I am not sure if this question has been asked before but wanted to get
fresh answer if anything has changed recently.
I am exploring options for search application with large index (few
TB). We would have couple or few indexes (e.g. books, videos,
articles, other web resources). I looked at node storage (http://
gateway storage (http://www.elasticsearch.org/guide/reference/modules/
gateway/) but would like to clarify couple scenario's/approaches.
Could someone please help me with answers to following questions?
- Is it possible to store indices data locally and still have gateway
persistence to S3 for long term persistency?
- What's the benefit of using multiple indexes with respect to index
size? Just from the search performance (for large index data)
perspective, which option is better, a) use single flat index or b)

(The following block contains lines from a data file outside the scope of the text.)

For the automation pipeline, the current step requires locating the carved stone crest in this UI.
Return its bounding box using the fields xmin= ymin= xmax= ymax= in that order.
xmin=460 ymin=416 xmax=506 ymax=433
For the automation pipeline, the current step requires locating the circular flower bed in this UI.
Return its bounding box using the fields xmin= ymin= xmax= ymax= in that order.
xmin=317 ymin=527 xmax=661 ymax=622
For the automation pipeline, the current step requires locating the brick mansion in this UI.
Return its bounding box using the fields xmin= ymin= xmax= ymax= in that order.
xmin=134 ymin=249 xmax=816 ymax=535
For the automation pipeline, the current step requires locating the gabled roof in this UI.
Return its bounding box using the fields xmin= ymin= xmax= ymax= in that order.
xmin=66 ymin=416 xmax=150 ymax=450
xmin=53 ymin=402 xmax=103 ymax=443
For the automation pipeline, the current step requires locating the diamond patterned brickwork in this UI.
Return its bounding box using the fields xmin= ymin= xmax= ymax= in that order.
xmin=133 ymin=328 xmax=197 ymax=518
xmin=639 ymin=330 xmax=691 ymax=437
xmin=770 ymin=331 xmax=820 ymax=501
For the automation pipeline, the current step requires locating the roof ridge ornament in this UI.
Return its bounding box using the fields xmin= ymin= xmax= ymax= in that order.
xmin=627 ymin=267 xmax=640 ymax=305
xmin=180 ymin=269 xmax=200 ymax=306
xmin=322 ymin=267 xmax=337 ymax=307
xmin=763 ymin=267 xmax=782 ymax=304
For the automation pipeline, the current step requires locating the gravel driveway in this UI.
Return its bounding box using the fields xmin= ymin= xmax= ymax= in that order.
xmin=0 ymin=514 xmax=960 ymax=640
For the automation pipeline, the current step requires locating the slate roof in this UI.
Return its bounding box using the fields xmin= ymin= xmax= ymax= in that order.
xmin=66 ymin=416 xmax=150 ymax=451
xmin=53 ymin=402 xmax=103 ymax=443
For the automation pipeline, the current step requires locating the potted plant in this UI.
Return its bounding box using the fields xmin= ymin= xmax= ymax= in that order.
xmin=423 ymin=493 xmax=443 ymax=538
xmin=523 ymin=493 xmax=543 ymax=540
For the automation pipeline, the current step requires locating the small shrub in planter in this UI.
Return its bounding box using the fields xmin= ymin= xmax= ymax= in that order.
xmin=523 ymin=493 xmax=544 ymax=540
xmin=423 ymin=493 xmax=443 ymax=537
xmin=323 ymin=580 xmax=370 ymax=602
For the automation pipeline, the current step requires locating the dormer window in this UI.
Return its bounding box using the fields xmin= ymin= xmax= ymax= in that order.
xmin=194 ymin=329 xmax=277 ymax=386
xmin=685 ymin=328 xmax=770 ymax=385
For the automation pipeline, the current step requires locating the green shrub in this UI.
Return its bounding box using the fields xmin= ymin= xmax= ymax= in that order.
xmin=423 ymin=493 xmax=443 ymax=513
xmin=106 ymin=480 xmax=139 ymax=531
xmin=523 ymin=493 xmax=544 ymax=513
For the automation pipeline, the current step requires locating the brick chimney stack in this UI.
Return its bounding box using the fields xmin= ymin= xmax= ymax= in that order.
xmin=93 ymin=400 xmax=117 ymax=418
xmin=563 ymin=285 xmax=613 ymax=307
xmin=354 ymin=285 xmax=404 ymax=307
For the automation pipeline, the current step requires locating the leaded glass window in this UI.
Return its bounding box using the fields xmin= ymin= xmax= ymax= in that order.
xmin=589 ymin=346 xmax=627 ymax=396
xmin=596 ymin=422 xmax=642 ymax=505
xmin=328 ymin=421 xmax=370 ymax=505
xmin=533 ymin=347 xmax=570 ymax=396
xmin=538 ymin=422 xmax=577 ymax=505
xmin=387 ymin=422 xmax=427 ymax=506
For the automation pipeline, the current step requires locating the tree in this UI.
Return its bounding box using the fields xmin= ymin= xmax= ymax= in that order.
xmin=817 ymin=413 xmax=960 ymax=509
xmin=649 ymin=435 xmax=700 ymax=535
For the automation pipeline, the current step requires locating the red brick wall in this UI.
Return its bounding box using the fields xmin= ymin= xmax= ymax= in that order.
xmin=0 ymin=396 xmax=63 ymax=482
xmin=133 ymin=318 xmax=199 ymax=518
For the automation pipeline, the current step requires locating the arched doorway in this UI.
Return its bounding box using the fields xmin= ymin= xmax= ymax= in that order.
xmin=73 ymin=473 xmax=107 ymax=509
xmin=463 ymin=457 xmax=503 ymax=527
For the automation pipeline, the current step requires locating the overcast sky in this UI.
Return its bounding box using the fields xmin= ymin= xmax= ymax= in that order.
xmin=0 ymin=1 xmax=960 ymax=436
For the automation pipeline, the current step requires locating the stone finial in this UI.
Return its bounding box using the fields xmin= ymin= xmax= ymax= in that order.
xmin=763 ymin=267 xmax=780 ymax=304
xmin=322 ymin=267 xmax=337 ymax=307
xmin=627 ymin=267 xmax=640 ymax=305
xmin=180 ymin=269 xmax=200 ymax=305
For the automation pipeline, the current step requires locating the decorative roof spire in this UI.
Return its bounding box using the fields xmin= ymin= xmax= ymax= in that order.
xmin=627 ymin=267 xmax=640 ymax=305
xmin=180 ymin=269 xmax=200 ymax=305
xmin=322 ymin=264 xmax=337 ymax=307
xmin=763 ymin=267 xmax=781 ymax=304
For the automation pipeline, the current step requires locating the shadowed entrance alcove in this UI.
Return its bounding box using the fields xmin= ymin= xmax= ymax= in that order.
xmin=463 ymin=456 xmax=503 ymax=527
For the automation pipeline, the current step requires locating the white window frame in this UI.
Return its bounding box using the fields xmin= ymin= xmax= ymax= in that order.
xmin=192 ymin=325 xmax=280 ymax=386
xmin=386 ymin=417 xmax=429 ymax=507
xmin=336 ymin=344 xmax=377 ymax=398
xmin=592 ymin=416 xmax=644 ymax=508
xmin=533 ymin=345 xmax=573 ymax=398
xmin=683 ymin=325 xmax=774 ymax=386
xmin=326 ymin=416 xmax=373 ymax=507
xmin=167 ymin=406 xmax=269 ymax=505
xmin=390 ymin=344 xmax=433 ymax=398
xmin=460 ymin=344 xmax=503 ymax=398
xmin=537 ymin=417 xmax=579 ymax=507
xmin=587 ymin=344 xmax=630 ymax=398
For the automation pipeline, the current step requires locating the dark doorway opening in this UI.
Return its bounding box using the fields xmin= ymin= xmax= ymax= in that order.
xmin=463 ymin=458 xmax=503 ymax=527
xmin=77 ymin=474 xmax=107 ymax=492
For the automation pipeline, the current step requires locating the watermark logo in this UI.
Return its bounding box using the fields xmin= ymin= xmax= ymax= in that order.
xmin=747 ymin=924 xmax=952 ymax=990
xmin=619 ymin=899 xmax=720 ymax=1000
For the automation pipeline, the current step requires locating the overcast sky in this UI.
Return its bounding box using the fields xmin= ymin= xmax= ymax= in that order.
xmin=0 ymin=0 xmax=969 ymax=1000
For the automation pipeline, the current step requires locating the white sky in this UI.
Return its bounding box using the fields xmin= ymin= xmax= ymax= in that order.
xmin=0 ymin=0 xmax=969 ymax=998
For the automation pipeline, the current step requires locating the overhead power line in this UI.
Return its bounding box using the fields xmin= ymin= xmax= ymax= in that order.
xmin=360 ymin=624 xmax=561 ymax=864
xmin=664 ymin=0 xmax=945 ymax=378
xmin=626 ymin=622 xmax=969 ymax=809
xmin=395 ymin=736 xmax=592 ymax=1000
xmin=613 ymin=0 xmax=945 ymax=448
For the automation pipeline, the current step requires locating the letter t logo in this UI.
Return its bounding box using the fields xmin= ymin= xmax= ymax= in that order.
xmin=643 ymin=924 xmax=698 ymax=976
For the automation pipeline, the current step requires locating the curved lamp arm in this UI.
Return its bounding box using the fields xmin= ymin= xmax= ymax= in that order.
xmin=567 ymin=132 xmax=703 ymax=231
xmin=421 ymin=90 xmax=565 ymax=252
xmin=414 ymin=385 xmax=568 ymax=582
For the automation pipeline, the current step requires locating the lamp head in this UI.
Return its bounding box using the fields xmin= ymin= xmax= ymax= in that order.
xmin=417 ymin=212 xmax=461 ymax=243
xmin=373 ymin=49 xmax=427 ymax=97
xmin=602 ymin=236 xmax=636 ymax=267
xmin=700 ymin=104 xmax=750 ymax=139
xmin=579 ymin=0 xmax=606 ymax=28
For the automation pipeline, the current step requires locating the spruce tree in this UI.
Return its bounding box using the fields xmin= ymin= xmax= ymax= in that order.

use multiple indices and for those rare cases where you do really need
to search on multiple indices.
- How does sharding work when adding and removing nodes? Consider
a. Started cluster with 1 node, with 1 index with 5 shards and 1
b. Index documents (let's assume that all shards do get some
data), but we still have single node, so it will hold all shards,
cluster status will be yellow at this point
c. Now, we add new node to cluster. Would replication farm be
transferred over to new node or some of 5 shards or both? Will this
bring cluster status to green?
d. Now, let's assume that we add 3 more nodes, at this point we
have total 5 nodes. Will cluster level be green with 5 nodes or we
absolutely need MAX (shard) * MAX (replication) nodes to have cluster
node to green?
e. Now, we add 5 more nodes, we have total 10 now. So, at this
point, will every node have single shard (5 primary + 5 secondary/
replica)? How is this calculated?
f. In what scenario we would loose shards (let's assume we are
using local gateway)? If I continue bringing down each node, and go
back to single node, can I go back to cluster state yellow (point b)
without loosing any shards/data?
Appreciate your help.